Miklautsch: Ich sehe die Vorteile nicht. Die Situation hat sich für die Jugendlichen in der Justizanstalt Josefstadt im Vergleich zum früheren Jugendgerichtshof verbessert. Dort waren die Zustände wirklich schlimm.
profil: Das sehen viele anders. Unter anderem ist nun die Trennung zwischen Jugendlichen und Erwachsenen nicht vollständig gewährleistet.
Miklautsch: Das stimmt nicht, davon habe ich mich selbst überzeugt.
profil: Sie haben als Ministerin gegenüber den Staatsanwälten ein Weisungsrecht.
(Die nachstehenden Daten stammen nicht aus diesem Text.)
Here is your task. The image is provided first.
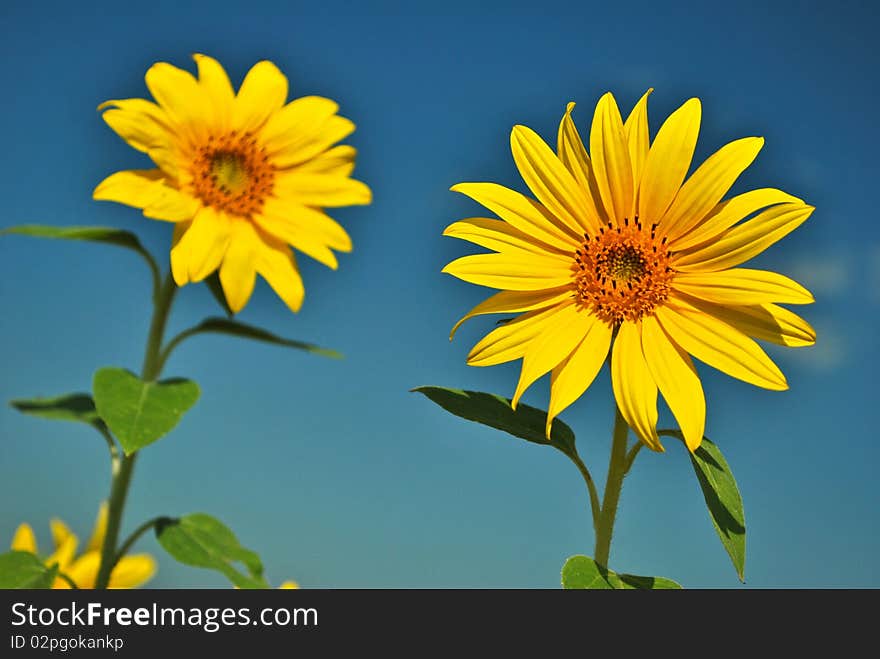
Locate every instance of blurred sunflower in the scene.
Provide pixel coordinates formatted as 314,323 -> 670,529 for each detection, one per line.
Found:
10,504 -> 156,588
93,55 -> 371,312
443,90 -> 815,451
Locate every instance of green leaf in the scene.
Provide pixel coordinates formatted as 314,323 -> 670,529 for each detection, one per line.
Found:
205,270 -> 235,318
9,393 -> 106,432
657,429 -> 746,583
180,318 -> 342,359
156,513 -> 269,588
562,555 -> 614,590
92,368 -> 199,455
688,437 -> 746,582
412,387 -> 577,457
562,555 -> 681,590
0,224 -> 159,285
0,551 -> 58,590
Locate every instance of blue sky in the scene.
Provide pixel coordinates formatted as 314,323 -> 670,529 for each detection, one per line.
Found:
0,1 -> 880,587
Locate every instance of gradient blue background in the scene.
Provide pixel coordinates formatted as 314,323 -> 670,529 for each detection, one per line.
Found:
0,0 -> 880,587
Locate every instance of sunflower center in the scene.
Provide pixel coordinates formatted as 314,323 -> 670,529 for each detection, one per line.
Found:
190,131 -> 275,217
574,218 -> 674,325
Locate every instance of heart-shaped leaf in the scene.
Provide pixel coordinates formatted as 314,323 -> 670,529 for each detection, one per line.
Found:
562,555 -> 681,590
689,437 -> 746,582
657,430 -> 746,582
93,368 -> 199,455
0,551 -> 58,590
413,387 -> 577,457
156,513 -> 268,588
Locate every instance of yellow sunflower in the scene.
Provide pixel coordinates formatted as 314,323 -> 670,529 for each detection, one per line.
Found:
11,503 -> 156,588
443,90 -> 815,451
94,55 -> 371,312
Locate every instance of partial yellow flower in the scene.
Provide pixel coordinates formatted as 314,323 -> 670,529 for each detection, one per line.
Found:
443,90 -> 816,451
11,503 -> 156,588
93,55 -> 372,312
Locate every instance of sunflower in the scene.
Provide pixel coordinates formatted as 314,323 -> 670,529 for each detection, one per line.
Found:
11,504 -> 156,588
443,89 -> 815,451
93,55 -> 371,312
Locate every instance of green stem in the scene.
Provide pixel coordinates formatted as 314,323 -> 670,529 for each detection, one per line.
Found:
113,517 -> 167,564
594,405 -> 629,567
95,272 -> 177,588
623,440 -> 644,476
569,453 -> 600,531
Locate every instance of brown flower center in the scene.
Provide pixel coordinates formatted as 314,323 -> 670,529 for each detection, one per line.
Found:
191,131 -> 275,217
574,218 -> 674,325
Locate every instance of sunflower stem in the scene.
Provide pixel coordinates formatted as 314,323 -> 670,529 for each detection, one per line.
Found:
569,453 -> 600,532
95,272 -> 177,589
113,517 -> 167,564
594,404 -> 629,568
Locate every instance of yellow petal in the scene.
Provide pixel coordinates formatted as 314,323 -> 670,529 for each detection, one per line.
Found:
510,126 -> 598,237
86,501 -> 107,551
590,92 -> 633,223
642,316 -> 706,452
92,169 -> 199,222
467,302 -> 571,366
9,524 -> 37,554
56,551 -> 156,588
171,206 -> 231,286
257,235 -> 305,313
267,116 -> 355,169
660,137 -> 764,240
260,96 -> 339,153
275,170 -> 373,208
220,219 -> 260,313
655,298 -> 788,391
450,183 -> 581,250
623,87 -> 654,204
107,554 -> 156,588
639,98 -> 702,225
545,320 -> 611,437
49,518 -> 76,550
193,53 -> 235,129
254,209 -> 341,270
232,60 -> 287,132
672,268 -> 814,305
441,252 -> 572,291
443,217 -> 574,256
298,144 -> 357,176
611,322 -> 663,451
46,532 -> 79,572
688,299 -> 816,348
673,204 -> 814,272
92,169 -> 165,208
449,286 -> 573,341
669,188 -> 804,252
144,62 -> 210,133
510,304 -> 596,409
263,198 -> 352,252
556,103 -> 608,231
98,98 -> 173,153
62,551 -> 101,588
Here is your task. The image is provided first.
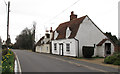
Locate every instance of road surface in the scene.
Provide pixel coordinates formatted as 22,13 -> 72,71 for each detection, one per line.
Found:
13,50 -> 118,72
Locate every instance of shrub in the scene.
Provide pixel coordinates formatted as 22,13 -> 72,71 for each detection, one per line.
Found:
82,46 -> 94,58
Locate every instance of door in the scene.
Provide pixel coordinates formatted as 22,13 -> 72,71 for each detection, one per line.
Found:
105,43 -> 111,55
59,43 -> 63,56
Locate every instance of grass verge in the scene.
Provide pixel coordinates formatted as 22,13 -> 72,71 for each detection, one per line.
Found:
1,49 -> 15,74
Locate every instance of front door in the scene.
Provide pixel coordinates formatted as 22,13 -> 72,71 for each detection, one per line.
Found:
59,43 -> 63,56
105,43 -> 111,55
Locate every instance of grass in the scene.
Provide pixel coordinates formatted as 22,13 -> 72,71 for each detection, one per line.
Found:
78,57 -> 104,60
1,49 -> 15,73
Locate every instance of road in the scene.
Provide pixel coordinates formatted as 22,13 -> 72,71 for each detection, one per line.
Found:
13,50 -> 118,72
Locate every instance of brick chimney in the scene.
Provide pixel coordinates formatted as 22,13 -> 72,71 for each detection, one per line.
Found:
70,11 -> 77,21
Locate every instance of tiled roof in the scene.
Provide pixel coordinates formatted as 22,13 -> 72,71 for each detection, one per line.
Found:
97,39 -> 108,46
52,15 -> 87,40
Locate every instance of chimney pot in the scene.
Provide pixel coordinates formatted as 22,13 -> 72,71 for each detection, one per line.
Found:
70,11 -> 77,21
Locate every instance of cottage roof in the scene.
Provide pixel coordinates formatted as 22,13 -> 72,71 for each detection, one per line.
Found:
97,39 -> 108,46
52,15 -> 87,40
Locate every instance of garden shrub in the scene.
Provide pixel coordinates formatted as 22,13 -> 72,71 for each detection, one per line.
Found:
82,46 -> 94,58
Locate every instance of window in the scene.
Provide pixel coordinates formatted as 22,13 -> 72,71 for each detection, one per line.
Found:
66,27 -> 71,38
54,43 -> 57,50
66,44 -> 70,52
46,34 -> 50,38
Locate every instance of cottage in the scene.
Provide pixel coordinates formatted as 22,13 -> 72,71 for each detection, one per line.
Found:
36,28 -> 53,53
52,11 -> 114,57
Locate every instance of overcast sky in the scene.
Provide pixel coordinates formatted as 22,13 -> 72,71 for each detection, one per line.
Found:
0,0 -> 120,43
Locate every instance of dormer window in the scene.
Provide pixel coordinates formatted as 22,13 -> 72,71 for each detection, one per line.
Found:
54,31 -> 58,39
66,27 -> 71,38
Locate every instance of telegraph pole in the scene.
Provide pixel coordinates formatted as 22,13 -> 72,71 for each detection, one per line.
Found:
7,1 -> 10,40
6,1 -> 11,47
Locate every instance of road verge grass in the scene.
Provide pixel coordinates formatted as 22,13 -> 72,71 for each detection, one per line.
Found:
1,49 -> 15,74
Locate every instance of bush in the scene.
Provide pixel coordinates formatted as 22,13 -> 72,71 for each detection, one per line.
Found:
2,49 -> 8,56
104,53 -> 120,65
82,46 -> 94,58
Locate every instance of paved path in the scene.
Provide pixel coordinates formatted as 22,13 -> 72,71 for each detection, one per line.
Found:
13,50 -> 118,72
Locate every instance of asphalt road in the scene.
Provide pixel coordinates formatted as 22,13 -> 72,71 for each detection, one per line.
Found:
13,50 -> 118,72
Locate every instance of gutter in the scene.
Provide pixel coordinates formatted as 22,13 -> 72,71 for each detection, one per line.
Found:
74,38 -> 79,57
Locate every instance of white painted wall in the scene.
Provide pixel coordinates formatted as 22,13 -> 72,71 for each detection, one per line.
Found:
52,39 -> 77,57
75,17 -> 106,57
36,44 -> 50,53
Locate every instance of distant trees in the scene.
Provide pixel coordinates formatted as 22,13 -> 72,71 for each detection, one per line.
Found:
14,28 -> 34,49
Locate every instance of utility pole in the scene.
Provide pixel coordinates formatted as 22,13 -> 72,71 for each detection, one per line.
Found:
7,1 -> 10,40
6,1 -> 11,47
32,22 -> 36,52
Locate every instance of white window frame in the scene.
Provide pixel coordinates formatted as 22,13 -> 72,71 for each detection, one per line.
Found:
54,43 -> 57,50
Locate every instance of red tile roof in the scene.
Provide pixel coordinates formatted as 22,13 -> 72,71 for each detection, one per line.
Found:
52,15 -> 87,40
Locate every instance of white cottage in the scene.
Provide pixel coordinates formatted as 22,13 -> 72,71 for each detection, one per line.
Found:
52,11 -> 114,57
36,28 -> 53,53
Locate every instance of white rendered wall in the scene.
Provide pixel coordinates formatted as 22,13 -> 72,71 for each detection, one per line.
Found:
52,39 -> 77,57
98,40 -> 114,57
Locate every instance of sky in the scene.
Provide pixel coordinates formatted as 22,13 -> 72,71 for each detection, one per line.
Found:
0,0 -> 120,43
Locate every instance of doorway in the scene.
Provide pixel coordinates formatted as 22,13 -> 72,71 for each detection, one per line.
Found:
59,43 -> 63,56
105,43 -> 111,55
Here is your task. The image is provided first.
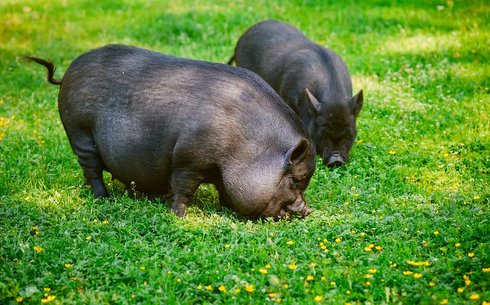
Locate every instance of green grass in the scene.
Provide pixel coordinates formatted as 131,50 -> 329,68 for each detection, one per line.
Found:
0,0 -> 490,304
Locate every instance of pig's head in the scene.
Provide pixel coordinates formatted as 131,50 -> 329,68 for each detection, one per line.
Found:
258,139 -> 315,218
304,89 -> 363,167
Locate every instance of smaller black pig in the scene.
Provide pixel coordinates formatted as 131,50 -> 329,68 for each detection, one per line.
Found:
25,45 -> 315,218
228,20 -> 363,166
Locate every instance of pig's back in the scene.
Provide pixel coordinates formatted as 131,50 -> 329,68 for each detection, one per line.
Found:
235,20 -> 314,89
59,46 -> 305,193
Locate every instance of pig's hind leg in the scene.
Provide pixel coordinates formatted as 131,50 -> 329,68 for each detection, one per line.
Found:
67,129 -> 108,198
171,170 -> 203,217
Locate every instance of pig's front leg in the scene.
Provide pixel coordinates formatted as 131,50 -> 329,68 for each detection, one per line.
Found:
171,171 -> 202,217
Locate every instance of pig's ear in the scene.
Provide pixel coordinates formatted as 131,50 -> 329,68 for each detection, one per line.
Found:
305,88 -> 322,112
352,89 -> 364,117
285,138 -> 310,167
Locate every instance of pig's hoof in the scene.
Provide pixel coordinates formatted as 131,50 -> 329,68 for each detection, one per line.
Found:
172,203 -> 186,218
89,179 -> 109,198
301,208 -> 313,217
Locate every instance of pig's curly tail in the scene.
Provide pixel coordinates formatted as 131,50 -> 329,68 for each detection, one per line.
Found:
21,56 -> 61,85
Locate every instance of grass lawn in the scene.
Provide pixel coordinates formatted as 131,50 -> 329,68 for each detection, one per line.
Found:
0,0 -> 490,305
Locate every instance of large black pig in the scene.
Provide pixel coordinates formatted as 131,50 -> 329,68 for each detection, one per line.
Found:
228,20 -> 363,166
25,45 -> 315,218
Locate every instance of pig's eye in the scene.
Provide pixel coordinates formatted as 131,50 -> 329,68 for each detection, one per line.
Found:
291,177 -> 301,187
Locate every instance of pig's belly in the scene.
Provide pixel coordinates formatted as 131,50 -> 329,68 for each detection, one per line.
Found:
97,128 -> 173,194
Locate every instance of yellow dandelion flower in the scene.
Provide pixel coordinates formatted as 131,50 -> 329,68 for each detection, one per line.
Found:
470,293 -> 480,300
407,261 -> 430,267
41,295 -> 56,304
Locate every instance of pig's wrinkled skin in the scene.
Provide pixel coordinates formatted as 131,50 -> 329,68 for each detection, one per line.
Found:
24,45 -> 315,218
228,20 -> 363,166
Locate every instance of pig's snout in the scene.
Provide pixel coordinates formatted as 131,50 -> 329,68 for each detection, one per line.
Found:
327,153 -> 345,167
286,196 -> 313,217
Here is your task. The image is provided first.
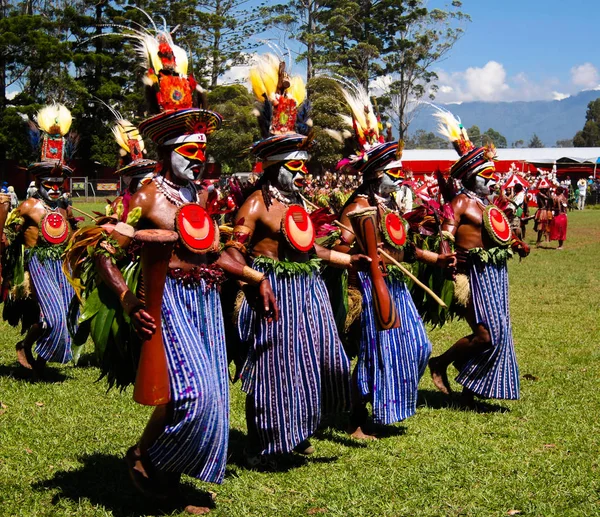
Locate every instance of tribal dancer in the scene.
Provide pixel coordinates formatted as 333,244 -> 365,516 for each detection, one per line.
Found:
3,104 -> 75,377
328,84 -> 454,439
227,57 -> 368,466
550,187 -> 569,250
429,111 -> 529,404
72,23 -> 277,513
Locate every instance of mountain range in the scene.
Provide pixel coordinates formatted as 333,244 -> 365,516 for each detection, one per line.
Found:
408,90 -> 600,147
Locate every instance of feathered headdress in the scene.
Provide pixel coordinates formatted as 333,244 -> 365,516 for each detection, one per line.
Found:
433,105 -> 496,181
250,54 -> 312,138
29,103 -> 78,177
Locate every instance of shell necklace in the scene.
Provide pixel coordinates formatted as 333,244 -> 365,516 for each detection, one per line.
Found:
152,176 -> 198,206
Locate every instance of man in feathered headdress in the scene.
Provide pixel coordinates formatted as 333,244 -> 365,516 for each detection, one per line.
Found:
429,111 -> 529,404
336,86 -> 454,439
3,104 -> 78,376
226,56 -> 365,467
74,21 -> 277,513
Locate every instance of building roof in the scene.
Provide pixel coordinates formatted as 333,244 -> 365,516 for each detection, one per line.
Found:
402,147 -> 600,165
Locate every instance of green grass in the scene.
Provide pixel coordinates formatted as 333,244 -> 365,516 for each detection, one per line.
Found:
0,205 -> 600,517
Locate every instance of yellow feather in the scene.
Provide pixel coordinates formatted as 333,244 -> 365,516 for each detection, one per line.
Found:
250,68 -> 268,102
36,104 -> 73,136
288,75 -> 306,106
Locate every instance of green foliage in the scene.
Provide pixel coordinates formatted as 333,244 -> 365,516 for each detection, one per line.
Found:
573,99 -> 600,147
208,84 -> 260,174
Werden Sie davon Gebrauch machen?
Miklautsch: Nur sehr restriktiv.
profil: Würden Sie auf ein Individualstrafverfahren Einfluss nehmen?
Miklautsch: Nein.
profil: Wie stehen Sie zur Unabhängigkeit der Richter?
Miklautsch: Sie sollen unabhängig bleiben, keine Frage.
profil: Sollten sie sich auch selbst verwalten, wie zum Beispiel in Italien?
Miklautsch: Ich sehe dafür derzeit die Vorteile nicht.
profil: Vor zweieinhalb Jahren erkannte der Verfassungsgerichtshof, dass in Kärnten zusätzliche zweisprachige Ortstafeln aufzustellen sind. Bis heute ignoriert Landeshauptmann Jörg Haider dieses Erkenntnis. Finden Sie das in Ordnung?
Miklautsch: Es steht mir nicht zu, höchstgerichtliche Entscheidungen zu kommentieren. In der Ortstafelfrage sind der Bundeskanzler und der Hauptausschuss des Nationalrats zuständig. Für mich als Kärntnerin, die ihre Wurzeln väterlicherseits auch in Slowenien hat, ist wichtig, dass die Grenzen zu Slowenien gefallen sind. Und es ist wichtiger, dass die Kinder die slowenische Sprache erlernen, als die Aufstellung von Ortstafeln zu betreiben.
profil: Es geht um eine grundsätzliche Frage: Kann es sich ein Politiker aussuchen, ob er ein Verfassungsgerichtshoferkenntnis umsetzt oder nicht?
Miklautsch: Das ist eine Entscheidung, die der Herr Landeshauptmann mit dem Herrn Bundeskanzler zu treffen hat, und dafür hat er auch die Verantwortung zu übernehmen. Grundsätzlich gilt das rechtsstaatliche Prinzip für alle.
profil: Wir würden gerne noch Ihr Weltbild etwas ausleuchten. Sind Sie gläubig?
Miklautsch: Ja.
profil: Eine praktizierende Katholikin, die die Messe besucht?
Miklautsch: Nein.
profil: Soll Gott in die Verfassung?
Miklautsch: Nein. Ich glaube, dass es in Österreich weiterhin das Prinzip der Religionsfreiheit geben soll. Es ist nicht sinnvoll, unseren Glauben in der Verfassung einzuzementieren.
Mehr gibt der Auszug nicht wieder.